The biggest concern for some women is the anchor-shaped scar (a scar around the areola, a vertical scar from the areola down, and a horizontal scar in the crease under the breast). Each of these three scars is a result of a surgical maneuver aimed to alter the breast in an effort to restore its original anatomy. A breast is a 3-dimensional surface; a large, pendulous breast has excess skin in both the vertical and horizontal dimensions. The vertical scar from the areola down is a result of excising the excess skin in one dimension; the horizontal scar hidden in the crease under the breast results from excising the excess skin in the other dimension; the scar around the areola results from the surgical raising of the nipple-areola to a new, higher location on the breast, which means that a new skin opening for the nipple-areola has to be created in order to accomplish this. In a patient who accepts this scar, the results are a dramatic improvement in the shape of the breasts and often a decrease in tension and tightness in the neck and shoulder regions.
While our practice currently does not participate with any health insurance plans, if the volume of the reduction meets certain criteria, Dr. Cohen will provide all the necessary documentation required to get reimbursed by health insurance. Due to the increasing lack of reliability of health insurance coverage of breast reductions, no guarantees of such reimbursement are ever made by our practice.
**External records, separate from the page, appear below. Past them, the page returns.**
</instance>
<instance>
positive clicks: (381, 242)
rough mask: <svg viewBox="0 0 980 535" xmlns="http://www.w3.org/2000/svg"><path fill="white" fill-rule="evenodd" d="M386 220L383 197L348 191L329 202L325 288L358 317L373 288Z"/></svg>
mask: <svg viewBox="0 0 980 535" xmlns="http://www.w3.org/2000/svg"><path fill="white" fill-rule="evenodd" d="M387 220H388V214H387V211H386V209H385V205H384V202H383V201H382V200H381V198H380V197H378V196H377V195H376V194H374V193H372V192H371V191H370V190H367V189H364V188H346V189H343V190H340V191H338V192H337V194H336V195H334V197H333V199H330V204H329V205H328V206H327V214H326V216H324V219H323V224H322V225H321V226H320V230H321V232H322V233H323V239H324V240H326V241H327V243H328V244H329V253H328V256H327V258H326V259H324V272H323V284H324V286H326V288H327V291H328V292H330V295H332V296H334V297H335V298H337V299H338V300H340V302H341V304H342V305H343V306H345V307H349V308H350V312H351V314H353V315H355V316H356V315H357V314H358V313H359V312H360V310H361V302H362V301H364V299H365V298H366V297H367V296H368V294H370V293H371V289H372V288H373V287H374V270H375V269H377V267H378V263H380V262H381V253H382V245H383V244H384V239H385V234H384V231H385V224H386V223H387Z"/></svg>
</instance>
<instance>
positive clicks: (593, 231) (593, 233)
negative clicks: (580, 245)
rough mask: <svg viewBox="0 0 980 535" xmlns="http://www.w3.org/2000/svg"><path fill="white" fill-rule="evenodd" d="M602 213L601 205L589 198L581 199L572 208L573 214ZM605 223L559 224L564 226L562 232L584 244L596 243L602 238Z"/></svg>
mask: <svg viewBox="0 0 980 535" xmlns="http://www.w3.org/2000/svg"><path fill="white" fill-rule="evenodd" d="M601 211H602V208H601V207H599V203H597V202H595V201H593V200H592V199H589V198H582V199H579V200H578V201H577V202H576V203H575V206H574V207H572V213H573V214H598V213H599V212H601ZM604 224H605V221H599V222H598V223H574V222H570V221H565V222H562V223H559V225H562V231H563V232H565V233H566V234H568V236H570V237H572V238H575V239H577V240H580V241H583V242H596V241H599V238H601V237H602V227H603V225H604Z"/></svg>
Because of tremendous variation in patient anatomy, every patient is assessed on an individual basis, with extensive anatomic measurements, and a customized surgical plan. As a rule, the smaller the breasts that are being reduced, the less complicated the operation, and the lower the complication rates. However, even this rule is subject to variations based on individual anatomy.
One of the questions that comes up with this operation involves the population of teenage girls, ages 14 to 17, who occasionally seek this operation because of limitations in activity (such as playing sports), social stigmatization during formative years in high school, or restrictions with choices of garments. As long as the patient and her mother (or female legal guardian) are on the same page about wanting this operation, and as long as they both think that the breasts have not increased in size over the preceding 6 months, it is a perfectly reasonable procedure in this age group. The caveats include potential future inability to breastfeed, as well as the potential for the breasts to grow back with future pregnancies. No “before and after” photos of any breast patient under the age of 18 will be displayed on our website.